The two muscle-heads came at me like bulls—all force, no finesse.

I didn't move.

The first one's fist connected with my jaw. The impact should have snapped my head back, should have rattled my brain, should have sent me sprawling.

Instead, it felt like a light tap.

His eyes widened. "What the—"

The second one went for a body shot, driving his fist into my ribs with enough force to crack bone.

I felt the impact. Registered it. And did absolutely nothing about it.

"Is that it?" I asked, genuinely curious. "That's your best shot?"

Damien's face went pale. "Hit him harder!"

They tried. Oh, they tried.

Punches, kicks, even one of them picked up a chair and smashed it over my back. The wood splintered. I didn't.

127 deaths. 127 times my body had been broken, burned, shattered, disintegrated. Each regression rebuilt me, but something accumulated. Power. Durability. The kind of physical resilience that came from dying so many times that your body stopped remembering how to stay dead properly.

In this timeline, I was still sixteen. Young. Supposedly weak.

But my body remembered. Every scar, every wound, every death—they were written into my very cells, invisible but permanent.

"This is boring," I said, catching a fist mid-swing. I didn't squeeze. Didn't need to. Just held it there, immovable. "Damien, you're paying these idiots, right? Ask for a refund."

One of them tried to pull his hand free. Couldn't. His muscles strained, tendons standing out on his neck, face turning red with effort.

I let go.

He stumbled backward, cradling his wrist.
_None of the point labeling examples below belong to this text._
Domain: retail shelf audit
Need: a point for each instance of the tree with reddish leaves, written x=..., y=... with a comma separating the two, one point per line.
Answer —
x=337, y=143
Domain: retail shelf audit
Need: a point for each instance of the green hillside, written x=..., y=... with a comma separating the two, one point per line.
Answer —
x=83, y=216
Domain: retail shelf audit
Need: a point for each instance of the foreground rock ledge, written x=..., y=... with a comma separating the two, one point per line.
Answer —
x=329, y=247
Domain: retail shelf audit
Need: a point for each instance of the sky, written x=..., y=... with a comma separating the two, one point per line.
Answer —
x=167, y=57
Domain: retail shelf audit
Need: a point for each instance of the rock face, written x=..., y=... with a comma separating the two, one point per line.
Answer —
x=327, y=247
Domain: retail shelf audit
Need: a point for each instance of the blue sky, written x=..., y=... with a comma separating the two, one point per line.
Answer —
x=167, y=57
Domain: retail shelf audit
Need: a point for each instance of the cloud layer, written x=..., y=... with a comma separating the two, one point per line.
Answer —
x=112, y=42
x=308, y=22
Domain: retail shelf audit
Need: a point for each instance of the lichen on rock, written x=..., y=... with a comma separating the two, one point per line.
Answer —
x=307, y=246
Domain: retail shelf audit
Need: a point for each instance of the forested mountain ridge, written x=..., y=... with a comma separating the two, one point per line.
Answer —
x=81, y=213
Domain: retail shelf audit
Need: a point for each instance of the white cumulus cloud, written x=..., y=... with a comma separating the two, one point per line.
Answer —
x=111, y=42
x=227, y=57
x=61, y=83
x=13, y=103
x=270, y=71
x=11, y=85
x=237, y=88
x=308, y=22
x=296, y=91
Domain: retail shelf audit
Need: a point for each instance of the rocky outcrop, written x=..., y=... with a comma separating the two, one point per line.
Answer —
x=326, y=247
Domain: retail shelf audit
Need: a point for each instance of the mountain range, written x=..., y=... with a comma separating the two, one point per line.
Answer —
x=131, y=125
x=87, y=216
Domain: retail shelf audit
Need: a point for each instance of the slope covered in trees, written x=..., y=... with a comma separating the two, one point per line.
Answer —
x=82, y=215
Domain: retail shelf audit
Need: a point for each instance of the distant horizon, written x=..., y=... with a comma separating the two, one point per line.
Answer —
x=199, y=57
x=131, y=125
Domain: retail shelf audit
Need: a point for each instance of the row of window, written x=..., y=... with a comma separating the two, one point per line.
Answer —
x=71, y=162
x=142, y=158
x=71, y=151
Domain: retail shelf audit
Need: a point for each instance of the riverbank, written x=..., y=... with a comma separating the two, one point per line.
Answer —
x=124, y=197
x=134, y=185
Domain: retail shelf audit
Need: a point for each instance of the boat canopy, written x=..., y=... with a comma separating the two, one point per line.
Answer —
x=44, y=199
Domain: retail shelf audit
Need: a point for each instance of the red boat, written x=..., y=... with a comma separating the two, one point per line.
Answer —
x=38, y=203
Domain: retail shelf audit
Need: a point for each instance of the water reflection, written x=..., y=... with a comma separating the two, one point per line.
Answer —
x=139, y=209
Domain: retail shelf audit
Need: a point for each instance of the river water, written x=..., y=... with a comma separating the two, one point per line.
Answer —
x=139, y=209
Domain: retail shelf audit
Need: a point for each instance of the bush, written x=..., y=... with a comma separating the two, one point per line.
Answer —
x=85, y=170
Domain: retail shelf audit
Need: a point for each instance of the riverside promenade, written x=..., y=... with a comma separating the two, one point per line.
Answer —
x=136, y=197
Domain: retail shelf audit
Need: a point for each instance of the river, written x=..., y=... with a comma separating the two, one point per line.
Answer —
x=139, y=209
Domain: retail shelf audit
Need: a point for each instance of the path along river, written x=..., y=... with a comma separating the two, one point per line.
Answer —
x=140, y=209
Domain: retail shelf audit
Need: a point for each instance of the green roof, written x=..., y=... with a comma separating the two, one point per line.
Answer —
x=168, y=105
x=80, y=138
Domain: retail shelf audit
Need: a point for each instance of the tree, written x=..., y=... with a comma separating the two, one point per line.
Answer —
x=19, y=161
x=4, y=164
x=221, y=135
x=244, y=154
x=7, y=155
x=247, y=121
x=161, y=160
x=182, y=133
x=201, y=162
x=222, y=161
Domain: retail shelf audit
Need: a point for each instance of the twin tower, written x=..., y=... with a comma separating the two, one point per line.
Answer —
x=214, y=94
"You're not human," he gasped.

"Depends on your definition." I looked at Damien. "We done here? Or do you want to try something yourself?"

He pulled a knife from his belt. Expensive, probably enchanted, definitely lethal.

"You think you're so special," he hissed. "Think you're better than everyone because you aced some test. But you're just a Lower District rat who got lucky."

"Lucky. Right." I held out my hand. "Go ahead. Stab me."

"What?"

"You heard me. You've got a knife. You want me dead. So stab me. Right here." I pointed to my chest. "I'll even hold still."

It was a bluff. Sort of. The knife wouldn't kill me—I'd survived worse. But I wanted to see how far he'd actually go.

Damien's hand shook. Sweat beaded on his forehead.

"I... I don't..."

"That's what I thought." I walked past him, toward my bed. "Get out. All of you. And Damien? Find a new room. I don't sleep well with people who want me dead nearby. Bad for my stress levels."

"You can't just kick me out! This is my room too!"

"Watch me." I sat on my bed, leaning back against the wall. "You've got until I count to ten. After that, I stop being nice."

"You call this nice?" one of the muscle-heads squeaked.

"I haven't killed anyone yet. That's nice by my standards."

They left. Quickly. Damien shot me one last venomous look before slamming the door.

The room fell silent.

I sat there, alone, feeling... nothing.

The adrenaline that should have been pumping through my veins? Absent.

The satisfaction of winning a fight? Gone.

The relief of surviving? Meaningless when you'd survived 127 times before.

"You're empty," Azrael observed.

"I'm efficient. There's a difference."

"Is there?"

I didn't answer. Instead, I lay down on the bed, staring at the ceiling. The sun was setting outside, painting the room in shades of orange and gold.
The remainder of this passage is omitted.